Major James Rowe was a prisoner of war from 1963 to 1968 in South Vietnam. His story is recorded in the book, Five Years to Freedom, where he concludes no audience could comprehend the constant physical pressures; the filth, disease, hunger; the crushing mental pressure; the frustrations, anxieties, the fears, and the constant threat of death while living in the jungles of Vietnam as a prisoner of war.
As American helicopters drove their small Vietcong unit into the rice paddies, Major Rowe thought he would perish with his captors in the overwhelming assault of bombs and helicopter fire. “O Lord, please be with me now,” he prayed. “This is going to be nasty. Please get me through it.” He was sure death was imminent, writing, “The thought of making it through was little more than a wish at the moment, but with a request in to the good Lord, I felt my chances were better than anyone else’s in the group…I heard the sound, soft, ominous, high to the east, and my stomach knotted. I felt my spine tingle and it was as if my heart froze between beats. O dear Lord God, please be with me…They had missed us! They passed north of us and we were safe! O Lord, thank you! Thank you!” A few days later, Major Rowe was able to flag an American helicopter with his white mosquito net, and was rescued.

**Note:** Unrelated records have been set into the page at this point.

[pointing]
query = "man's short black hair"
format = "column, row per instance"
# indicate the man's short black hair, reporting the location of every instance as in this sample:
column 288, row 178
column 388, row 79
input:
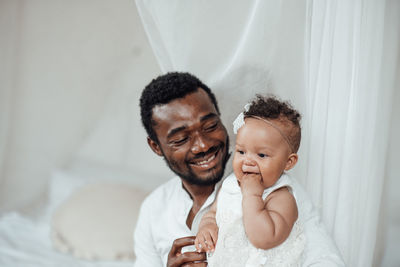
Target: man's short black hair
column 164, row 89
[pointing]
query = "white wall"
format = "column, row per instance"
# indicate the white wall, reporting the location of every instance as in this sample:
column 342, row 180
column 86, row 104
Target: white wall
column 61, row 63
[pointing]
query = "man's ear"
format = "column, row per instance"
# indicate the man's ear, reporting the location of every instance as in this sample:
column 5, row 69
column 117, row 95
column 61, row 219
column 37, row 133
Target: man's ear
column 154, row 146
column 292, row 160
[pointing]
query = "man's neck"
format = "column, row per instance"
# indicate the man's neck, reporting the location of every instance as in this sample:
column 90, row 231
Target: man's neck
column 199, row 195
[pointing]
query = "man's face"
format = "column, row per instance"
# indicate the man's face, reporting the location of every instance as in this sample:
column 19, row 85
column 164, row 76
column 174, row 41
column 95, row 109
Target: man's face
column 192, row 138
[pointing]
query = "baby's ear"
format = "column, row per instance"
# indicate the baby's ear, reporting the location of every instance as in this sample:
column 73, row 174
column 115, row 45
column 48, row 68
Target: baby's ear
column 292, row 160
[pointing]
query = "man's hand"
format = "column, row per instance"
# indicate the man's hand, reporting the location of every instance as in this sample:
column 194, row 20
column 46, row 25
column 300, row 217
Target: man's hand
column 177, row 259
column 251, row 184
column 207, row 236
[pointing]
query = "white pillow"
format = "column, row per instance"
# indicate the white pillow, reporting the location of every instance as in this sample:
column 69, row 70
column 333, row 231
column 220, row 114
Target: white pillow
column 97, row 222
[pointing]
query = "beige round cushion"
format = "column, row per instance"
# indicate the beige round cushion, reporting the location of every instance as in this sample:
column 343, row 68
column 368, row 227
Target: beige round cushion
column 97, row 222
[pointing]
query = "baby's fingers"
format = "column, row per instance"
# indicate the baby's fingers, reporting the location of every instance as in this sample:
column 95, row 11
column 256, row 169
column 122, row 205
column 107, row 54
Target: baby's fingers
column 197, row 244
column 209, row 242
column 214, row 236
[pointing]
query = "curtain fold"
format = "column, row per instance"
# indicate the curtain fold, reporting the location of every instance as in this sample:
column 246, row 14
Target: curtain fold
column 330, row 58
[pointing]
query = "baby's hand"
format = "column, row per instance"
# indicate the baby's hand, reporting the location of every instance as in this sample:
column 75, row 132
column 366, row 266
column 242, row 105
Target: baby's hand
column 206, row 238
column 251, row 184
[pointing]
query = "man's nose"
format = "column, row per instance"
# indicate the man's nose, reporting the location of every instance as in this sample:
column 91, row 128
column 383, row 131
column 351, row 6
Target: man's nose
column 200, row 144
column 249, row 165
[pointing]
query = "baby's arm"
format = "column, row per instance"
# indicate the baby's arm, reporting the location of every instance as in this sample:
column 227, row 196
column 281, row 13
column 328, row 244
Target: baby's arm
column 207, row 236
column 267, row 223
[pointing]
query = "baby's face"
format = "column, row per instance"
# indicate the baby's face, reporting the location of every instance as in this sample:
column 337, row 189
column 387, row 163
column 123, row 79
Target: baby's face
column 260, row 149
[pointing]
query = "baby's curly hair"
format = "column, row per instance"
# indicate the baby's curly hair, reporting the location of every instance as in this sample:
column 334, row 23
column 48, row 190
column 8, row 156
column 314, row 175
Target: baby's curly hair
column 164, row 89
column 271, row 108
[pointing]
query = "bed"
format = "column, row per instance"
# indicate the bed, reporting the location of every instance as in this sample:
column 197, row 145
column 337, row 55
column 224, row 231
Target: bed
column 87, row 220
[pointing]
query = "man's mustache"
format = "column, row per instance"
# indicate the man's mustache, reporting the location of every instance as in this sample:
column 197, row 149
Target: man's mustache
column 209, row 151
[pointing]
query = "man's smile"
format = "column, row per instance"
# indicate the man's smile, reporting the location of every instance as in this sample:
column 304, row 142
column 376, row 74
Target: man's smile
column 206, row 162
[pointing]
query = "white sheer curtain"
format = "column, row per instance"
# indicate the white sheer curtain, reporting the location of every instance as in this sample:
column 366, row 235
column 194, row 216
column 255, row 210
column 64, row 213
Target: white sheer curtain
column 335, row 60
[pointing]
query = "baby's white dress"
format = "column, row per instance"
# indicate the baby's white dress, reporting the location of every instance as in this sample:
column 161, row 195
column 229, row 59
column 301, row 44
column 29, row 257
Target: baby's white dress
column 234, row 249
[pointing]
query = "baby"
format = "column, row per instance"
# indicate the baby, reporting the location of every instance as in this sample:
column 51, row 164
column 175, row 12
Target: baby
column 255, row 215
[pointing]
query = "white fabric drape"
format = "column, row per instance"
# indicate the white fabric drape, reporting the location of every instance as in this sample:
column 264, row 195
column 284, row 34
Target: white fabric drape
column 335, row 60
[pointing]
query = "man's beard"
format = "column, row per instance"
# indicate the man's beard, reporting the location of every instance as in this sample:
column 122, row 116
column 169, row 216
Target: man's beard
column 192, row 178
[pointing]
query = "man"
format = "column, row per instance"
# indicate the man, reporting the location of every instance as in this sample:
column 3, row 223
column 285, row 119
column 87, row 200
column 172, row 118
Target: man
column 182, row 120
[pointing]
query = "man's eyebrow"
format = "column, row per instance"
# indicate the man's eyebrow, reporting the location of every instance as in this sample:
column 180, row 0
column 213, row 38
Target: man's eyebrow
column 208, row 116
column 175, row 130
column 181, row 128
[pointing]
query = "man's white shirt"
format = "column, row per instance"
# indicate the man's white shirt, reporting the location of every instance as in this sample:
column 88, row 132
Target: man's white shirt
column 163, row 214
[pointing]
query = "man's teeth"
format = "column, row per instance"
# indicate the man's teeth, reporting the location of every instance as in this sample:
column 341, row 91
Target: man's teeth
column 206, row 161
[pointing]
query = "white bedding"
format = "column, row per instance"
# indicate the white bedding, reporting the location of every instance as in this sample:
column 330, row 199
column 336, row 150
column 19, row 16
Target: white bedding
column 26, row 242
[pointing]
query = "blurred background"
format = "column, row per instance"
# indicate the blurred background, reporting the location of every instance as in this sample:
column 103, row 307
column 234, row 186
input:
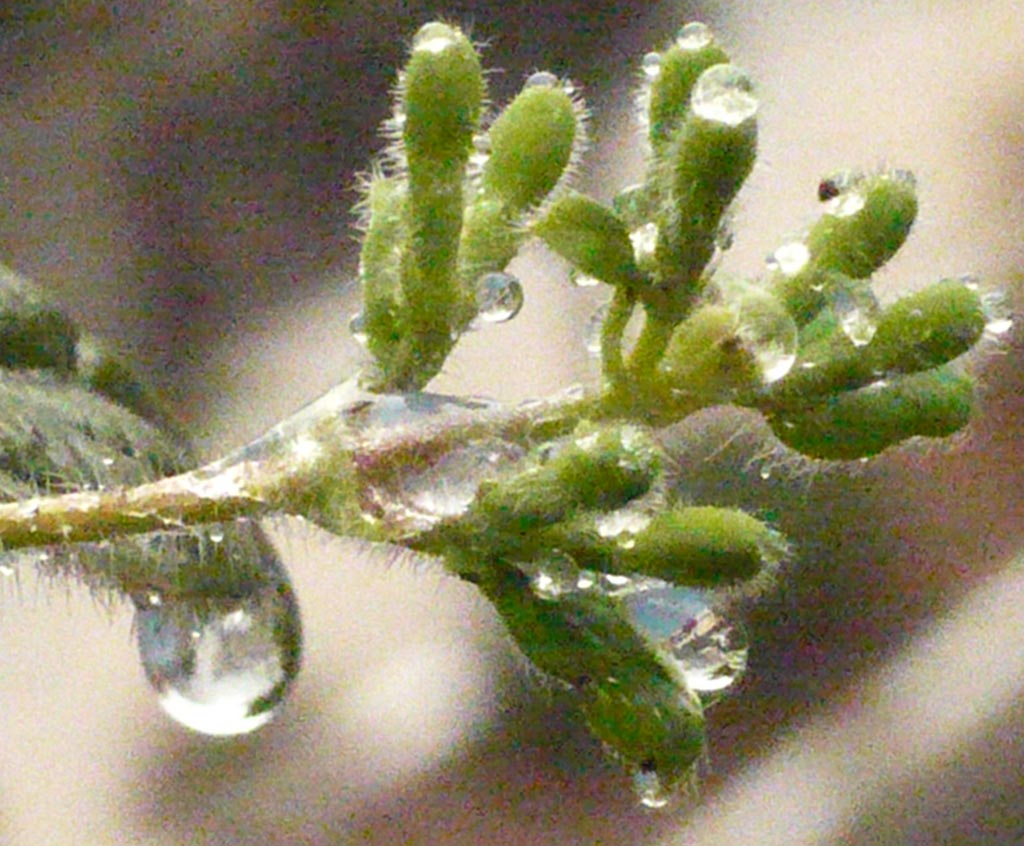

Major Rowe graduated from West Point in 1960, where “Divine Services” were attended by all cadets. He was a soldier, trained to pray as well as to fight. He refers to the anthems he sang at West Point, and his prayers for help and courage throughout his book are spontaneous in moments of peril. Are West Point Cadets still trained to uphold the fighting forces Code of Conduct? Article XI states, “I will trust in my God and in the United States of America.”